Und zur Beruhigung: Gefahr geht von diesen Tigern und Löwen nicht aus. Die Rede ist vielmehr von Papiertigern, Löwenmüttern, Paradiesvögeln und Sparfüchsen. Wer erfahren will, was dahinter steht, landet bei der Arbeitgeber-Marke der Stadtverwaltung.
Warum die dabei auf eine tierische Kampagne setzt, kann Astrid Mehrfeld mit einem Satz erläutern: „Der Wettbewerb um Mitarbeitende wird immer offensiver und schwieriger.“ Auch der Stadtkreis, mit über 1.000 Beschäftigten einer der größten Arbeitgeber Baden-Badens, tut sich immer schwerer, offene Stellen neu zu besetzen.
In der Region locken Jobs in der freien Wirtschaft, und andere Behörden sind bei der Mitarbeitersuche auch nicht untätig. Besonders rar sind etwa Erzieherinnen oder Sozialpädagogen, Sachbearbeiter aber auch IT-Fachkräfte, berichtet die Leiterin des Fachbereichs Zentrale Dienste der Stadtverwaltung.
Teil des Konzepts zur Personalentwicklung
Da ist guter Rat teuer. Im Rathaus wurde deshalb eine Kampagne entwickelt, die nicht nur mutig, sondern zudem kreativ und frech daher kommt und Teil des kommunalen Personalentwicklungskonzepts wurde.
Im Mittelpunkt stehen sechs tierische Mitarbeiter, die verschiedene Aufgaben und Rollen der Stadtverwaltung symbolisieren und von einer Person beispielhaft als Pate vertreten werden.
Papiertiger hat Papier zum Fressen gern
Der Papiertiger hat demnach Papier zum Fressen gern und erledigt im Arbeitsalltag eine Menge Papierkram. Die Löwenmutter macht Löwenbabys fit für „die Wildnis“ – gemeint ist die Erzieherin, die Kinder in der Kita betreut.

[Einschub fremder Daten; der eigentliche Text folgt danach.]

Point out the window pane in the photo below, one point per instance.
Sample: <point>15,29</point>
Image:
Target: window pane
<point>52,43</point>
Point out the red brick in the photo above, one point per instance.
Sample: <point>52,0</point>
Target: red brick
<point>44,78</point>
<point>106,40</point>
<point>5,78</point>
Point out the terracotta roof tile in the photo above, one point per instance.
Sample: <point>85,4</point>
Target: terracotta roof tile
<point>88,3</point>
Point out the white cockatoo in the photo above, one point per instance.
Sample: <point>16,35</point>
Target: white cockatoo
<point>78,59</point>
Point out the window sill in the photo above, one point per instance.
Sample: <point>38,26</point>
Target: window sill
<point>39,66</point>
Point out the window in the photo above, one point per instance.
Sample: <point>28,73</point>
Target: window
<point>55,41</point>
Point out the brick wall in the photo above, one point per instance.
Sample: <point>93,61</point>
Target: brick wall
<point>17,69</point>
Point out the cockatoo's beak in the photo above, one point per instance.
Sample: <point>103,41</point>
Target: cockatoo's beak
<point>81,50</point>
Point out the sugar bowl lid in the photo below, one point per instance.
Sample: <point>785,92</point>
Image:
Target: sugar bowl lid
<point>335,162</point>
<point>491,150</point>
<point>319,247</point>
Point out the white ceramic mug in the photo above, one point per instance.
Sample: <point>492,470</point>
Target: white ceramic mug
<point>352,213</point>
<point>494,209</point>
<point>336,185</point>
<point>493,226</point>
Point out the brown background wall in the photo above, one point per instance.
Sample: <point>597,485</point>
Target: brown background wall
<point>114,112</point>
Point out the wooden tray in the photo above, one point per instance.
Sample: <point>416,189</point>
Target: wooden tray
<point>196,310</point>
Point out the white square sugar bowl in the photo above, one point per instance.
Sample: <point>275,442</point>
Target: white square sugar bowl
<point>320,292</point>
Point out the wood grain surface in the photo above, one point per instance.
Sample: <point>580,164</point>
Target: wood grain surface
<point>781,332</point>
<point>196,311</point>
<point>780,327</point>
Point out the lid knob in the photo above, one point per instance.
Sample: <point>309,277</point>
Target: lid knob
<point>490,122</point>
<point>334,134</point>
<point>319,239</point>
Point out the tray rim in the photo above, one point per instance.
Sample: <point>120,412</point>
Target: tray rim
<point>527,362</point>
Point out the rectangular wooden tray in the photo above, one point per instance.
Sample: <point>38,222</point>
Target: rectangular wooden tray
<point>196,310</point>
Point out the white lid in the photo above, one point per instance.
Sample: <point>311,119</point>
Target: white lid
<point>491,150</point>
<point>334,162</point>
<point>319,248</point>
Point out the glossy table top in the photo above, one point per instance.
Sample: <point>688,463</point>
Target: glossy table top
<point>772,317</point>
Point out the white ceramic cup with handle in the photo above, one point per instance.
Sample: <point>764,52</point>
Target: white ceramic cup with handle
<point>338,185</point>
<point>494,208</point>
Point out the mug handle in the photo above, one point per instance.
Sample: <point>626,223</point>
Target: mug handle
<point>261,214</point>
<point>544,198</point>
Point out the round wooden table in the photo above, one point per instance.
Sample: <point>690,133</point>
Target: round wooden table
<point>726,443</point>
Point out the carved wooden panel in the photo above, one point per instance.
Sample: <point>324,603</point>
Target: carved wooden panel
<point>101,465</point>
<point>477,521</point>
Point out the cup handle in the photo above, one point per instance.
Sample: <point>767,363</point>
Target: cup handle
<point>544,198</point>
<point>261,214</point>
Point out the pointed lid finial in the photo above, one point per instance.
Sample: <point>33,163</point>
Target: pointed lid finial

Für die Paradiesvögel, die im Kulturleben gefragt sind, steht ein bekanntes Gesicht der Stadt Pate: Schauspieler Max Ruhbaum vom Theater.
Allespaka packt dort an, wo es klemmt
Gefragt sind zudem Baumeister, die das Grün in Baden-Baden pflegen und Sparfüchse, die die Finanzströme im Blick haben.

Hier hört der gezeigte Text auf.